Due to InnoDB’s special indexing mechanism, InnoDB locks primary key indexes when database operations use primary key indexes. When InnoDB uses a non-primary key index, InnoDB locks the non-primary key index first and then the primary key index.

As shown in the figure below, field A is the primary key and field B is an attribute. When InnoDB locks non-primary key index B, it also locks its corresponding primary key index, so if InnoDB locks non-primary key index B with value 2 and 3, then InnoDB also locks its corresponding primary key index A with value 6 and 5.

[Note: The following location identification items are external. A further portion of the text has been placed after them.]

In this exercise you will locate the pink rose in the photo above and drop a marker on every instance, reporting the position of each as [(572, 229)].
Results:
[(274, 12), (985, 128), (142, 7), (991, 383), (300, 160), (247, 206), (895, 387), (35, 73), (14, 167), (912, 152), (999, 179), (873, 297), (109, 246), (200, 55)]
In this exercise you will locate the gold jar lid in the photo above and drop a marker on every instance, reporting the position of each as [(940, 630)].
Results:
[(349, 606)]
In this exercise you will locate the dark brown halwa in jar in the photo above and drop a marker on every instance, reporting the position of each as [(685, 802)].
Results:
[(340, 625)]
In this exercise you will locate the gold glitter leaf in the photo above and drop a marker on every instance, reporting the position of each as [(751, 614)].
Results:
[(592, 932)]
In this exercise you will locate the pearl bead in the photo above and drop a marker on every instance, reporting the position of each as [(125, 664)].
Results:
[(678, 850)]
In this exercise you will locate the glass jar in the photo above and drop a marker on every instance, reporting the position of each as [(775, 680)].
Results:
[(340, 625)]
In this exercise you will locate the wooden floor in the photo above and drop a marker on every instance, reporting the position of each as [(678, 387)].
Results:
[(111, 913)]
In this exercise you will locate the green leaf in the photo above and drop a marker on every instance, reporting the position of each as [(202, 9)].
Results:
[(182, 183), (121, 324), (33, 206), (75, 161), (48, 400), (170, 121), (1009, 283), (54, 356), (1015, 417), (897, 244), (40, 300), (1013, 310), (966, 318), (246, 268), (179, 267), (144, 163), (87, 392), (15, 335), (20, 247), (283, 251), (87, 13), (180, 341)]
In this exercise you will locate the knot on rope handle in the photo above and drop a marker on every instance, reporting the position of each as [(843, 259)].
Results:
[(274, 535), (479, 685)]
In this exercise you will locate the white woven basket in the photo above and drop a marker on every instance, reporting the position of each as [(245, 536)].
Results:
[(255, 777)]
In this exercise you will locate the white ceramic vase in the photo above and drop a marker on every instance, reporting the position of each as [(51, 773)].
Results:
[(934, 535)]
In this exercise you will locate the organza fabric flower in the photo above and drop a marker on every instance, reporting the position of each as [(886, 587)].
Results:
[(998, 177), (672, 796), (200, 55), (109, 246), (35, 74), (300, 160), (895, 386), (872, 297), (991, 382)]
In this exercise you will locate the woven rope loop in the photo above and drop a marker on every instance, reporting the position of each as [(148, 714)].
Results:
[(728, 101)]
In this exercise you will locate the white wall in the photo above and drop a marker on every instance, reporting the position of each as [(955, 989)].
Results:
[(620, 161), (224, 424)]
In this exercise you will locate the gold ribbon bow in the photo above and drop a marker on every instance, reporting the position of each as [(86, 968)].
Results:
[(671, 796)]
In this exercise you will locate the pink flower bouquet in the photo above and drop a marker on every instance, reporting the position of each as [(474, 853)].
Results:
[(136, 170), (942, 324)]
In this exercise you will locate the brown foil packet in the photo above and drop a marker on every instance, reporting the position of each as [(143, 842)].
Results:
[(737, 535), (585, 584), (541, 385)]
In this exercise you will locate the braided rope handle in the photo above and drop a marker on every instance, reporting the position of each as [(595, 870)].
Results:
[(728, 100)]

Deadlock situations can occur in this case, as shown in the following figure:

Why InnoDb can implement row locking?

InnoDB because of the existence of the clustering index, all the query finally certainly is a clustering index (both hit the index, and a full table scan), the last is to get the data through clustering index, thus row-level locks will eventually add on clustering index, thus ensure the, there will be no row-level locks and a full table scan conflict problems.

The deadlock problem

Deadlocks occur when multiple transactions simultaneously hold and request locks on the same resource resulting in circular dependencies. So transaction A locks row X, and then needs to lock row Y, and then transaction B locks row Y, and needs to lock row x. Thus, A and B transactions are waiting for each other to lock, causing A deadlock.

In InnoDb, row-level locking is more prone to deadlocks.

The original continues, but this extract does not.